The Bachmann On30 flat car deck appeared to need only a primering of flat white and a black stain to be weathered. I was disappointed with the initial result.
The over texturing in the molding did not look right. It looked more like a tree trunk than flat car decking. If viewed from the side it looks like a zebra.
The molding in the deck was too coarse to make a good looking weathered wood deck.
A fixture was made from a piece of wood to support the deck while it was being reworked. Holes were drilled to clear the truck lugs.

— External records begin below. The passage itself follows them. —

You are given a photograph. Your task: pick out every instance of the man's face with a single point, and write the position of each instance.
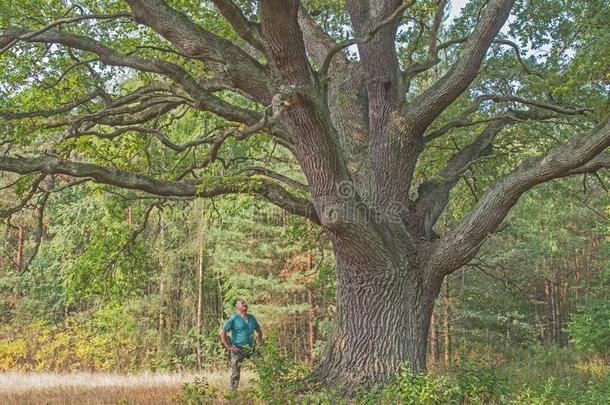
(242, 306)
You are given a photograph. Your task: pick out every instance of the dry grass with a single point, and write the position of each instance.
(99, 388)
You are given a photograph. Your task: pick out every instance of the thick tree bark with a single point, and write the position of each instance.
(384, 306)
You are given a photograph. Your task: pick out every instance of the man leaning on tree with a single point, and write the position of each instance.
(242, 327)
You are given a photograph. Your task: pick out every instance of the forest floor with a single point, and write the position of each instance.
(101, 388)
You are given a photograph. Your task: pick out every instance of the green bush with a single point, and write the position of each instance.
(589, 328)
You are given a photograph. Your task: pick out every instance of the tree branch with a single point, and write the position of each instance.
(163, 188)
(582, 152)
(244, 28)
(429, 104)
(203, 100)
(433, 195)
(235, 65)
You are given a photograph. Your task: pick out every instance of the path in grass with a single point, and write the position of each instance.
(101, 388)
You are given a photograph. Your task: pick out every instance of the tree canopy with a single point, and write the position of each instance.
(362, 117)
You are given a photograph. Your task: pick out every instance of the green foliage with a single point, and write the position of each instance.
(589, 328)
(198, 392)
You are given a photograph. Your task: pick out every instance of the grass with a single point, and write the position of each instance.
(100, 388)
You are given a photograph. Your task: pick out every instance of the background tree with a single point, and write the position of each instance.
(106, 83)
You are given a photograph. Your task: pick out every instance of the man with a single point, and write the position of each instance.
(242, 326)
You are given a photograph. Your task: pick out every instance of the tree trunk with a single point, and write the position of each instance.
(311, 322)
(447, 326)
(19, 259)
(382, 320)
(433, 339)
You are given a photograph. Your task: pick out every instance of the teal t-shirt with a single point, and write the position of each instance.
(241, 330)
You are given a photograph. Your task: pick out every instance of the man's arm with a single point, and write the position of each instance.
(259, 332)
(225, 340)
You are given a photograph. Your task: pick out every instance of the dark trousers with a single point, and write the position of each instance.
(236, 359)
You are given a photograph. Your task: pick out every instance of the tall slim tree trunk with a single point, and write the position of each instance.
(447, 326)
(19, 258)
(199, 320)
(311, 321)
(434, 339)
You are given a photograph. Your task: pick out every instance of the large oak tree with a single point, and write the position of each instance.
(357, 93)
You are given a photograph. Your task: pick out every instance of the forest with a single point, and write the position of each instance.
(412, 197)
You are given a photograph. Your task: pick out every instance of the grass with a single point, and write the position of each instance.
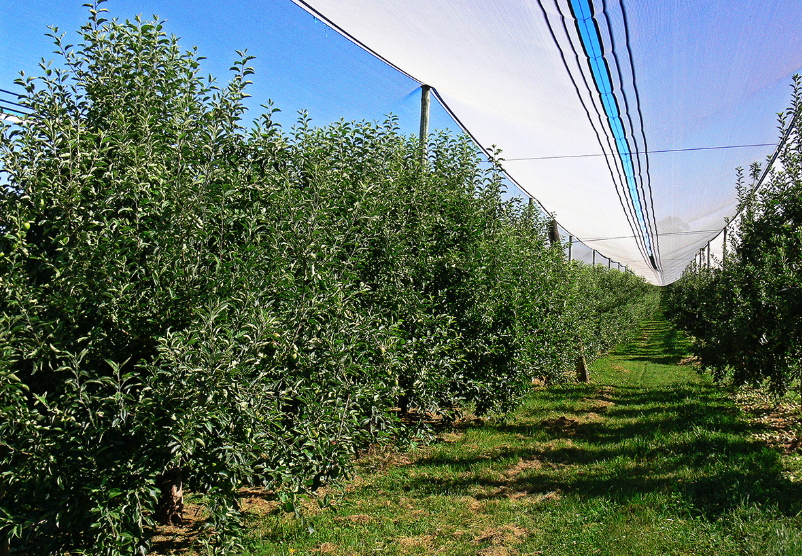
(650, 458)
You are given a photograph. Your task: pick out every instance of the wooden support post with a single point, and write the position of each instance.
(424, 121)
(570, 245)
(554, 233)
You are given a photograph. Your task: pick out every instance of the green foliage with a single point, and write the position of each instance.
(744, 316)
(186, 297)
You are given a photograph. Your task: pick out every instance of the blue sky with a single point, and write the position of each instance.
(300, 62)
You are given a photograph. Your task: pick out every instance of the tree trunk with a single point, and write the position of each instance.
(170, 507)
(582, 374)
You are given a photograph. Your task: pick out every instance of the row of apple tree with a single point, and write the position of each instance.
(189, 302)
(744, 313)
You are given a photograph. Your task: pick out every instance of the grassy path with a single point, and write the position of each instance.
(649, 458)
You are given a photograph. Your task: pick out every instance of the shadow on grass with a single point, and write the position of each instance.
(676, 439)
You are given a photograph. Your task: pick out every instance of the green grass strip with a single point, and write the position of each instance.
(649, 458)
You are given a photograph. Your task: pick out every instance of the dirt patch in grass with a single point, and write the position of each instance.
(408, 543)
(780, 420)
(360, 519)
(562, 424)
(522, 465)
(509, 534)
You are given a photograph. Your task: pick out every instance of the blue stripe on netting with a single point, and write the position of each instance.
(591, 41)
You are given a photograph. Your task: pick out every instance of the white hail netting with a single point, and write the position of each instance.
(606, 78)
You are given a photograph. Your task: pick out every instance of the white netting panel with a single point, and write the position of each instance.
(685, 75)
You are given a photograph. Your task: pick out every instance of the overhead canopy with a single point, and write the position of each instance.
(607, 111)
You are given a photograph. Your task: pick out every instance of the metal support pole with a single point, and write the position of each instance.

A razor blade is used to scrape the excess texture off of the deck. It is faster than sanding and makes a better surface. Scrape off about 90% of the rough texture.
After removing the factory texture apply a wood graining with 50 Grit sandpaper. Draw it in line with the boards.
Re-establish the board line with a scriber. The back side of a #11 blade in a hobby knife produces better results.
Roll the board edges around the car side. Use a hobby knife.
I use flat white primer and a black stain to make plastic look like weathered wood. Here I am using white craft paint and Dye-na-flow black fabric paint. It is black with no brown or blue.
Primer the deck with the flat white. Add a small amount of water so that it flows into the grooves. Paint it unevenly.
Paint the deck with the Dye-na-flow. Add water to make it moist enough to flow into the grooves. Let the stain mottle on the surface.
Do the whole deck. More color can be added to make it darker and more water to lighten. The Dye-na-flow is water soluble and can be redone.
Excess stain can be drawn off with a brush applied to the puddle.
The deck will dry lighter than when wet.
The finished deck under layout light.
The Bachmann On30 flats have a molded area that makes the end beam look wrong. Use a hobby knife and a #11 blade to work the place at the red arrow into the end beam texture.